3. Other techniques:
    - use external data, e.g. open sources customer/market information
    - use own data, e.g. retrospective/observational data, survey/user experience data, collect new data

##### Details on experiment Design
1. Unit of Diversion

| unit of diversion | pros | cons |
| ---- | ---- | ---- |
| user_id | stable | multiple id for one person | 
| cookie | unique by brower; can avoid multiple id to some extend | changes when you change browser; users can clear cookies |
| event | use only for non-user-visible changes | no consistent experience | 
| device_id | unchangeable by user | less common; only available for mobile tied to specific devices, e.g. iwatch |
| IP address | stable and unique most of the time | less common; changes when location changes | 

2. Decide Target Population.

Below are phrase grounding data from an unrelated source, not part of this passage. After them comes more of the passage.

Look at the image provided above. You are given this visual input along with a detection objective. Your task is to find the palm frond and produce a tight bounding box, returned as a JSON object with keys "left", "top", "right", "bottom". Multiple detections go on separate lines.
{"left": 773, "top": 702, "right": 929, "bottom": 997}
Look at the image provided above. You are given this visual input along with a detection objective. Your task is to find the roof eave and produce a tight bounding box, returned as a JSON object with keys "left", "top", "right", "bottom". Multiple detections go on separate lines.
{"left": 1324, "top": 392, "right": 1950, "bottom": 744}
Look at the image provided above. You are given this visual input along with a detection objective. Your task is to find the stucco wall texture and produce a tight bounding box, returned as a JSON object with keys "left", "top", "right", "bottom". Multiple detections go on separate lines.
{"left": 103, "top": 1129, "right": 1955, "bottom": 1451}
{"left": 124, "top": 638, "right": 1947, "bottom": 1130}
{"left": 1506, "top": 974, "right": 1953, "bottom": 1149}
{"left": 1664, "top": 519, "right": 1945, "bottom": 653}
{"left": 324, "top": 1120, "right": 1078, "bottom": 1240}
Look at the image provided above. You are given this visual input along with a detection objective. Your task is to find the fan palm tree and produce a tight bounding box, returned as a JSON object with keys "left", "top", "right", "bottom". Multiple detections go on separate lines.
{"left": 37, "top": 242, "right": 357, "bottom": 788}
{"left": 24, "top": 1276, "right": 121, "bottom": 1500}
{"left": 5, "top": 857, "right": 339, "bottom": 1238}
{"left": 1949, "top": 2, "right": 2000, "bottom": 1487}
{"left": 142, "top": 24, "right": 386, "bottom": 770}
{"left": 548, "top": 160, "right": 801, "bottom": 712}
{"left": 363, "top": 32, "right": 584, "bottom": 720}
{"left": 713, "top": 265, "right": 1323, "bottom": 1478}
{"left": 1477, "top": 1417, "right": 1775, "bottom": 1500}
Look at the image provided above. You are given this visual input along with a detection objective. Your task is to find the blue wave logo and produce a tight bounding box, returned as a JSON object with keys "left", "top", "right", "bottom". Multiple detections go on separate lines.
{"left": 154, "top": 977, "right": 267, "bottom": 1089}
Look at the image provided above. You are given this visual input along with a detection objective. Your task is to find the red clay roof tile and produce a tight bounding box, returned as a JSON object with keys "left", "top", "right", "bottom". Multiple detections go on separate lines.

For example:
    - users on certain browser/platform/system(android vs. ios)
    - users in certain geo-region
    - users in certain language
    - user in certain age bucket

##### Details on experiment Analysis
1. Sanity check
    - purpose: use invariant metrics to check whether the control group and experiment group are equally separated.
    - hypothesis: $H_0: p_{select~in~control} = 0.5$
    - Required information from expriement: total sample sizes $N$, control group sample size $n_c$
    - How to test:
        - Step 1: under null hypothesis, $SE = \sqrt{\frac{0.5*0.5}{N}}$
        - Step 2: build 95% confidence interval for plausible probability of being selected to control group: $[0.5 - 1.96*SE, 0.5 + 1.96*SE]$
        - Step 3: compute observed select-in-control-probability: $\hat p_{select~in~control} = \frac{n_c}{N}$. If $\hat p_{select~in~control}\in [0.5 - 1.96*SE, 0.5 + 1.96*SE]$, sanity check passed.
        - Step 3.5: if there are multiple invariant metrics, conduct sanity check for each invariant metric.
2. Parametric hypothesis test
    - hypothesis: $H_0: p_c = p_e$ or $H_0: \mu_c = \mu_e$ where $p_c$ and $p_e$ are probability of binary evaluation metrics in control group and experiment group, respectively. $\mu_c$ and $\mu_e$ are mean of continuous evaluation metrics in control group and experiment group, respectively.
    - standard error: 
        - For continuous evaluation metrics: for known within-group standard deviation: $$SE = \sqrt{\frac{\sigma_c^2}{n_c} + \frac{\sigma_e^2}{n_e}}$$ when within-group standard deviations are unknown: $$SE = \sigma_{pool}\sqrt{\frac{1}{n_c} + \frac{1}{n_e}}$$, where $\sigma^2_{pool} = \frac{\sum_{i=1}^{n_c}(v_{ci}-\mu_c)^2 + \sum_{i=1}^{n_e}(v_{ei} - \mu_e)^2}{N-2}$ is the pooled standard error.
        - For binary evaluation metrics: $$SE = \sqrt{p_{pool}(1-p_{pool})\left(\frac{1}{n_c}+\frac{1}{n_e}\right)}$$ where $p_{pool} = \frac{p_cn_c + p_en_e}{N}$ is the probability of event in the pooled sample
    - construct 95% confidence intervals: $[\mu_e-\mu_c - 1.96 SE, \mu_e-\mu_c + 1.96 SE]$ or $[p_e-p_c - 1.96 SE, p_e-p_c + 1.96 SE]$ 
    - significance check:
        - statistical significnace: compare the confidence interval with 0
        - practical significance: compare the confidence interval with minimal accepted change in magenitude
3. Sign test
    - hypothesis: $H_0: p_+ = 0.5$ where $p_+ = \frac{sum_{i=1}^{min(n_c, n_e)}I_i(v_{ei} > v_{ci})}{min(n_c, n_e)}$ is the proportion of paried control-experiment results where there is an improved experiment result.
    - p-value: $$p-value = pbinom(sum_{i=1}^{min(n_c, n_e)}I_i(v_{ei} > v_{ci}), 0.5, min(n_c, n_e))$$
    - significance check: compare p-value with 0.05 or $\alpha_{pertest}$ if Bonferroni correction is used.